We made it into Ennis last night, as I mentioned in my previous entry, and found that it’s host to a traditional music festival this week. It’s an annual thing, so we’re going to make sure that when we come here again, we’ll make it here at this time of year. There’s traditional music playing over the PA system in the town, which is kind of haunting in its own way, and random musicians in the streets. The highlight for us was the ceilidh (or is it spelled ceili? I’ve seen it spelled both ways here in town) which we went to last night; a full evening of music and dancing in the ballroom of a large hotel in downtown Ennis. The fact that the sun doesn’t fully set until nearly eleven o’clock at night has definitely had an impact on Irish social life; the ceilidh started at ten at night, when the sun was still up.

I’ve been to a few ceilidhs in the US in the past, but I was expecting that this one would be different; it was in Ireland, after all, and not some college town in California. However, aside from the ages of the people involved (I’m used to seeing a pretty young crowd at these events, and this event had people of all ages but was heavy on the older side), it was pretty much the same as any other ceilidh I’ve been to.

I can’t do a jig or a reel to save my life these days, and I only remember one dance from the Irish dance class I took ten years ago; the “Siege of Ennis”. They danced that one at the very beginning, but we sat it out because I didn’t remember it was called the “Siege of Ennis”, and I wanted to get a feel of how the other people were going to do. I was about to ask Jennifer to dance for the next set, but she was swept away from me by some Irishman in a red shirt, who led her through two more sets. I was volunteered for the next couple of sets, because they’re always short of men at these events (which seems kind of strange to me, because you’d think that more men would figure out that these events are a perfect venue for meeting women). I was paired up with a high school girl from Texas, and we both stumbled our way through the set (I can’t remember what the dance was called, but involved a lot of stars and switches). After two more I excused myself and went and had a Guinness.

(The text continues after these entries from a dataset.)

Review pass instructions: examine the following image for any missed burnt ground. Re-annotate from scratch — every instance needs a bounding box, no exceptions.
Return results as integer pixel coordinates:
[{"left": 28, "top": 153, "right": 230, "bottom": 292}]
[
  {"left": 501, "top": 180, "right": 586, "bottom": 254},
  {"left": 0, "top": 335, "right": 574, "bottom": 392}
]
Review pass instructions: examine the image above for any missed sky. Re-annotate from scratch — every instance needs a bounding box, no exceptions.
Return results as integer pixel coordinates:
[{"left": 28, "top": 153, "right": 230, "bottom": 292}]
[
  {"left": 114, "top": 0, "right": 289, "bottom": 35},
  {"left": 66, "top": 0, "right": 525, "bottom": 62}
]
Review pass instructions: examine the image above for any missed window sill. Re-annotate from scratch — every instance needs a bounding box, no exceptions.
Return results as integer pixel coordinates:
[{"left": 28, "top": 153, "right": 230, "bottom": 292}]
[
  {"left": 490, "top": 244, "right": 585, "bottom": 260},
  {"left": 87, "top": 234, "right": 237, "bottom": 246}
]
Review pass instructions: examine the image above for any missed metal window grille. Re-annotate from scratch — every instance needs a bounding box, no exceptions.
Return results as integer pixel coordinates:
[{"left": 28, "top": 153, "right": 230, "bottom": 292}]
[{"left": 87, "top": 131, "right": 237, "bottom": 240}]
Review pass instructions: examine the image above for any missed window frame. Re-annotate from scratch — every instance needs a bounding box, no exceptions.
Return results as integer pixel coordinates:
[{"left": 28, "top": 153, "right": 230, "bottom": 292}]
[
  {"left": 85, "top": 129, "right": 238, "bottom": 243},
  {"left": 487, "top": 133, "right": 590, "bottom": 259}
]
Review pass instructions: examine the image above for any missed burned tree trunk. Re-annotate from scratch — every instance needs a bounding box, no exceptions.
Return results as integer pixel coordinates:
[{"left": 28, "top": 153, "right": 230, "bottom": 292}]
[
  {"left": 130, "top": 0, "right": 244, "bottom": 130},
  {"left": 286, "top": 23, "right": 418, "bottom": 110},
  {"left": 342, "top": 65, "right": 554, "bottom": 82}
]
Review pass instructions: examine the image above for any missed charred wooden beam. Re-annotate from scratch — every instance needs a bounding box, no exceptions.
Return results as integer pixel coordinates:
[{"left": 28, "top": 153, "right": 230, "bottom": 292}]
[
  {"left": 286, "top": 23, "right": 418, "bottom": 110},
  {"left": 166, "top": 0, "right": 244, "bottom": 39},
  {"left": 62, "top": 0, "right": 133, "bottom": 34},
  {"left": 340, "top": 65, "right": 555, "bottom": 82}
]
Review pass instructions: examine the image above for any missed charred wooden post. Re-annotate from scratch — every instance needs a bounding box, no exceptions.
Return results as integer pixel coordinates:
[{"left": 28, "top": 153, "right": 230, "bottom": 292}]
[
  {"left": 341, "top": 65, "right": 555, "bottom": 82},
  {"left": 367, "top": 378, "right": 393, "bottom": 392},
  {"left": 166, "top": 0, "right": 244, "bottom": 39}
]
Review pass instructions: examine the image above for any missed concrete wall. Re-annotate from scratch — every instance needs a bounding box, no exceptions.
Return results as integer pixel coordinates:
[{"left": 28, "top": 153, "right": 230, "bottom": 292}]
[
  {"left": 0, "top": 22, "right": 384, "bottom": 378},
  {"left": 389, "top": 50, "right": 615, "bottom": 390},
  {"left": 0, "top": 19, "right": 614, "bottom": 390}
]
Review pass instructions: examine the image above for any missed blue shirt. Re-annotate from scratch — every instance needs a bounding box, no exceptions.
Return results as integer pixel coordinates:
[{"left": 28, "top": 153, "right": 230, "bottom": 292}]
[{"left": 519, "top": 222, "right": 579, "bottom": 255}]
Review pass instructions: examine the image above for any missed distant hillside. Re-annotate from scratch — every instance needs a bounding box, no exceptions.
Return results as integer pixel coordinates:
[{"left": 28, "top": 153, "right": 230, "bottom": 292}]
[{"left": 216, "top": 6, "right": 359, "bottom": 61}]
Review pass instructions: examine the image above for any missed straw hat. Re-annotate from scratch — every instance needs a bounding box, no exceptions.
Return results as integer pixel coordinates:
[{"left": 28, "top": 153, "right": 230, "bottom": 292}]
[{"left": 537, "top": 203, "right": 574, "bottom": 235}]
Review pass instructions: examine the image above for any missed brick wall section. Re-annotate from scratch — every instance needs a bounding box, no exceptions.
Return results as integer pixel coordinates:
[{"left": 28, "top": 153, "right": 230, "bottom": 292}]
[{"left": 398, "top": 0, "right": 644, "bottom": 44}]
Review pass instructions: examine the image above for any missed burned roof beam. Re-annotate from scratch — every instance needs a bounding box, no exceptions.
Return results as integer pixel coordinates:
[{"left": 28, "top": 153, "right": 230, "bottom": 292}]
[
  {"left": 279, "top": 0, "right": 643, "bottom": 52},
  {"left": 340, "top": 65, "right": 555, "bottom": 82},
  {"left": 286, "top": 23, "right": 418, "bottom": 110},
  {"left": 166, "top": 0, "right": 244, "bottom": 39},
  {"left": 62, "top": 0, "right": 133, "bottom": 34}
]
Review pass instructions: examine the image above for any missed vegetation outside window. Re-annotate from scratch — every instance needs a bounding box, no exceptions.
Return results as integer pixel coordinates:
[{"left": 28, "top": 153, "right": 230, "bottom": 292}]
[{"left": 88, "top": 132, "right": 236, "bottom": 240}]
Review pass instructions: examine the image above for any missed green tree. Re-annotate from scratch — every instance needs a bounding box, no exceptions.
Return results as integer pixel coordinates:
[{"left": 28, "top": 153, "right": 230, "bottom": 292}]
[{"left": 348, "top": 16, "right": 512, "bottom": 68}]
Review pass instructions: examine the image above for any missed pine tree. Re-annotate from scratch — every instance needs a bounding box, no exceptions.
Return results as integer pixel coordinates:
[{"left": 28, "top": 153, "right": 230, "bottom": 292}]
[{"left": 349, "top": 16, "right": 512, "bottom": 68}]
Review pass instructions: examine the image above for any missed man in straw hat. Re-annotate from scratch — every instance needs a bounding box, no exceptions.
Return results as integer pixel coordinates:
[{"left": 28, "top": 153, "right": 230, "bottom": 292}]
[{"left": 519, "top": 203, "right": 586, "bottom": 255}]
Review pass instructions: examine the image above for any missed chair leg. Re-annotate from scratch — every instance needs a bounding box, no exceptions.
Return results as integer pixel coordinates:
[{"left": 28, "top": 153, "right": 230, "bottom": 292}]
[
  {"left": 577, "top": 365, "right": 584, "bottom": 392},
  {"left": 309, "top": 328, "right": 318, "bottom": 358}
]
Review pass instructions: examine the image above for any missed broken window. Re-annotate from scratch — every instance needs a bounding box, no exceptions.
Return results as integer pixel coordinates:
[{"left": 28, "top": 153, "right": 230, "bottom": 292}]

Jennifer was swept up by another Irishman and pulled into a couple more dances. I danced with another high school girl from Texas (there was apparently a whole troop of them there that night), and then excused myself from any more dancing because my asthma was starting to flare up. Damn lungs. I went and sat down, had a pint of Harp (because there’s nothing better for your asthma than Irish beer). I stood and watched the dancing for a bit, and was even more annoyed by my asthma when the girl I’d danced with earlier came up and asked me to dance with her again. There’s very little that can be more flattering to a man my age than to be asked to dance by an attractive girl about half your age, especially when she knows (from having danced with me in a previous set) that I’m a crappy dancer. I cursed my lungs and explained that I couldn’t dance any more. And I’ve set myself a new fitness goal: to be able to accept such an offer in the future.

Jennifer says she doesn’t mind. And I hope not, since she was being swept away regularly by other guys.

It was an exciting and wearying night. We walked back to our B&B after a couple of hours, exhausted and happy to have experienced part of the real heart of Ireland.